De Algemene douanewet verwijst voor deze administratie en de administratieve verplichtingen naar Boek 2 en Boek 3 van het
Burgerlijk Wetboek.
Door deze aansluiting met het Burgerlijk Wetboek kan maximaal worden aangesloten bij de commerciële administratie van de administratieplichtige.
Hierdoor is het voor de inspecteur mogelijk om een administratieve controle uit te voeren en worden de administratieve lasten
voor de administratieplichtige zoveel mogelijk beperkt.
Van belang is de wijze waarop de gegevens worden bewaard.
De administratieplichtige mag de gegevens overbrengen en bewaren op andere gegevensdragers.
Bij het overbrengen op andere gegevensdragers moeten de nodige maatregelen worden getroffen om te zorgen dat:
-
aan de bewaartermijn van zeven jaar wordt voldaan;
-
de gegevens op een zodanige wijze toegankelijk blijven dat controle binnen een redelijke termijn mogelijk is.
De overbrenging moet inhoudelijk zodanig zijn dat:
-
een juiste weergave van de gegevens is gewaarborgd;
-
een volledige weergave van de gegevens is gewaarborgd;
-
de gegevens zeven jaar beschikbaar blijven;
-
de gegevens binnen een redelijke tijd leesbaar zijn.
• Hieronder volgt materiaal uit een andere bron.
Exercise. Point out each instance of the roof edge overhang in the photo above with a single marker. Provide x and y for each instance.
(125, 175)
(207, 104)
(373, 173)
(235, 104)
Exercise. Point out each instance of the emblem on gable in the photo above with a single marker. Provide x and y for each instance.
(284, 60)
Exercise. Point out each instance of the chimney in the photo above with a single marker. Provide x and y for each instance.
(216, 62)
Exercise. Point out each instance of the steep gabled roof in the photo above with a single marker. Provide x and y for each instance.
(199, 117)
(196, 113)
De administratie moet zodanig gevoerd en bewaard worden dat controle daarvan binnen een redelijke termijn mogelijk is. De administratieplichtige verleent de nodige medewerking met inbegrip van het verschaffen van het benodigde inzicht in de opzet en de werking van de wijze waarop de administratie is gevoerd en is bewaard.
In de onderstaande tabel vindt u wanneer de termijn van zeven jaar voor het bewaren van de administratie begint.
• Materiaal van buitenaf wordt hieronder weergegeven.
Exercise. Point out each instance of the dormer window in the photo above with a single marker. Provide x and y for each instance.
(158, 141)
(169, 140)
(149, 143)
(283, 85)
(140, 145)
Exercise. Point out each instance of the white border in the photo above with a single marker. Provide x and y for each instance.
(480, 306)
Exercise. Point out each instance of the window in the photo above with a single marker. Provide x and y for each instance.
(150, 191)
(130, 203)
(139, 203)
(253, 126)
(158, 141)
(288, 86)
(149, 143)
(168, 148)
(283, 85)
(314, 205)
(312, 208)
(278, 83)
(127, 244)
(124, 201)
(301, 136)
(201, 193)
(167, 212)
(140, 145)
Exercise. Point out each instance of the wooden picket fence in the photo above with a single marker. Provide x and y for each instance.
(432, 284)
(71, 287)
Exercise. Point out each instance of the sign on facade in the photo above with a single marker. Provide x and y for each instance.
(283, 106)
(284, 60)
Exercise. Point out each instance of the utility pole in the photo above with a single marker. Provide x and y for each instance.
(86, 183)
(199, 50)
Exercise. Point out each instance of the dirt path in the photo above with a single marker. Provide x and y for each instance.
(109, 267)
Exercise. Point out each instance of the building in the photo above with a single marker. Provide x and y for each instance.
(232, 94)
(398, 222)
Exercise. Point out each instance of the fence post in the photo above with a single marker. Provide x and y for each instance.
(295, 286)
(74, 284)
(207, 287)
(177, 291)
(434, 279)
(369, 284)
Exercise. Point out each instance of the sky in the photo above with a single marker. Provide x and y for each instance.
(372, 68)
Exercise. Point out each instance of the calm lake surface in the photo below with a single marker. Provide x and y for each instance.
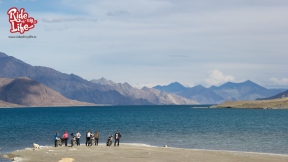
(253, 130)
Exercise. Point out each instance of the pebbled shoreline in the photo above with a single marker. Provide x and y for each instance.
(137, 153)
Tabel 3: Begin zevenjaren-termijn voor bewaren administratie
Groep |
Soort goederen |
Begin termijn |
---|---|---|
a. |
Goederen die in het vrije verkeer zijn gebracht in andere dan onder c. bedoelde gevallen |
Aan het einde van het jaar waarin de aangiften voor het vrije verkeer is aanvaard |
b. |
Goederen die ten uitvoer zijn aangegeven |
Aan het einde van het jaar waarin de aangiften ten uitvoer is aanvaard |
c. |
Goederen die in het vrije verkeer zijn gebracht vrij van rechten dan wel met toepassing van een verlaagd invoerrecht op grond van hun bijzondere bestemming |
Aan het einde van het jaar waarin het douanetoezicht op de goederen wordt opgeheven |
d. |
Goederen die onder een andere douaneregeling of in tijdelijke opslag zijn geplaatst |
Aan het einde van het jaar waarin de desbetreffende douaneregeling is gezuiverd of de tijdelijke opslag is beëindigd |
(artikel 51 DWU)
Naar boven9.2 Procedures en ambtelijke werkzaamheden
In dit hoofdstuk zijn geen procedures en ambtelijke werkzaamheden opgenomen.
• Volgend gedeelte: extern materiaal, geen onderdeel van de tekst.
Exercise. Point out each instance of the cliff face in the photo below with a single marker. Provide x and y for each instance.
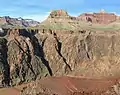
(32, 54)
(100, 18)
(27, 55)
(8, 22)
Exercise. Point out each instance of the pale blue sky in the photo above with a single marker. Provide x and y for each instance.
(39, 9)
Naar boven9.3 Nadere bepalingen
In dit hoofdstuk zijn geen nadere bepalingen opgenomen.
Naar boven9.4 Uitzonderingen
In dit hoofdstuk zijn geen uitzonderingen opgenomen.
9.5 Strafbepalingen
Het niet bewaren van boeken, bescheiden en andere gegevensdragers is strafbaar. Er geldt een zwaardere straf als er sprake is van zowel opzet als de mogelijkheid dat door het niet bewaren van de boeken, bescheiden en andere gegevensdragers te weinig rechten bij invoer zouden worden geheven.
Het niet, onvolledig of onjuist verstrekken van gegevensdragers is strafbaar.
Ook strafbaar is het niet vertonen, overgeven of voor raadpleging beschikbaar stellen is strafbaar.
Indien men gegevens dragers beschikbaar stelt die vals of vervalst zijn is men eveneens strafbaar.